L’Inde vient de créer l’évènement en se choisissant la personne de Pratibha Patil, une femme à la tête de l’Etat. Ce n’est pas que la misogynie n’ait jamais eu une grande place en Inde et que cet évènement doive surprendre outre mesure. Non. Ce pays, faut-il le rappeler, a déjà eu comme premier Ministre, fonction plus importante dans ce pays que la présidence de la République, une femme et pas n’importe laquelle puisque c’était Indira Gandhi, l’une des premières femmes à devenir premier Ministre en 1966.

N’eût été par ailleurs le souci de Sonia Gandhi, veuve de Rajiv Gandhi et belle-fille de Indira Gandhi, de ne pas braver certaines résistances indiennes et de heurter le nationalisme propre aux ressortissants de ce pays, « l’Italienne » comme certains la surnomment aurait pu valablement et facilement succéder à son défunt mari à la tête de l’Exécutif, comme premier Ministre. C’est donc dire que ce pays n’a pas de prévention particulière contre les femmes.

Ce qui ne s’était jamais produit dans cette démocratie la plus peuplée du monde, c’est l’élection d’une femme à sa tête. Dorénavant, Pratibha Patil aura brisé le monopole masculin dans ce domaine.

Agée de 72 ans, candidate de la coalition au pouvoir, elle a obtenu les 2/3 des voix d’un collège électoral composé de parlementaires et d’hommes politiques.

Sonia Gandhi, dirigeante du parti du congrès qui l’a soutenue a eu cette réaction : ««Il s'agit d'un instant très particulier pour nous les femmes, et bien sûr pour les hommes [...] parce que, pour la première fois, une femme est élue présidente de l'Inde».

C’est vrai que pour être passée avec 2/3 des voix, cela ne s’est pas pour autant réalisé sans critiques.
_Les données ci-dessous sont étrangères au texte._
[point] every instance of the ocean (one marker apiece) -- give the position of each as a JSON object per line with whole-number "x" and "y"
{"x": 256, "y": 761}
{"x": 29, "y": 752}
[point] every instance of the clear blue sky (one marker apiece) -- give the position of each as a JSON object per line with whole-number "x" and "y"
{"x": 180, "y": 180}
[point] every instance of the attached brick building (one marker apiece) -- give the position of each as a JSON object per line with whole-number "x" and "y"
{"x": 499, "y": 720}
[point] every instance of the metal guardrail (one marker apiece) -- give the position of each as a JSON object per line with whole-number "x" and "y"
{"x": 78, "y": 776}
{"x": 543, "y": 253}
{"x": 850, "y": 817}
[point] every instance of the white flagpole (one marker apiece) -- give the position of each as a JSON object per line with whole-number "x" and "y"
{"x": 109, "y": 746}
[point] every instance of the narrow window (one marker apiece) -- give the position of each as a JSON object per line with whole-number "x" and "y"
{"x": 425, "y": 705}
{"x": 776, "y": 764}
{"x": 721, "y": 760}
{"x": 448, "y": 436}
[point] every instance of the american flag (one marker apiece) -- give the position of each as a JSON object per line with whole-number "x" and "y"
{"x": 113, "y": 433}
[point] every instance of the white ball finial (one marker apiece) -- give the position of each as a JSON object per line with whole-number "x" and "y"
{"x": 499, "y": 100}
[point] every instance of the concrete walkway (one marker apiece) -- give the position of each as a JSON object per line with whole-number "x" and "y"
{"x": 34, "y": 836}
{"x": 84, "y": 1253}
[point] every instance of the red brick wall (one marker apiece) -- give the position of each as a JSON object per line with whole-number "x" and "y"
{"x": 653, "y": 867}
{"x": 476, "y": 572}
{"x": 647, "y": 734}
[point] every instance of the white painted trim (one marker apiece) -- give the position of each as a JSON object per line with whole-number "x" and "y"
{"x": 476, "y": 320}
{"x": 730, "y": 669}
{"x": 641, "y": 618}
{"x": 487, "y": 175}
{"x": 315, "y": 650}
Beaucoup lui ont fait grief pour sa mauvaise gestion au sujet de cette banque des femmes qu’elle a contribué à fonder et qui a dû être fermée en 2003. On l’a accusée d’être à l’origine de la banqueroute en raison de prêts accordés à son frère et à ses proches au détriment des femmes défavorisées, prêts qui n’ont pas été remboursés. Elle a été aussi accusée d’avoir contrecarré une enquête pour meurtre diligenté contre son frère.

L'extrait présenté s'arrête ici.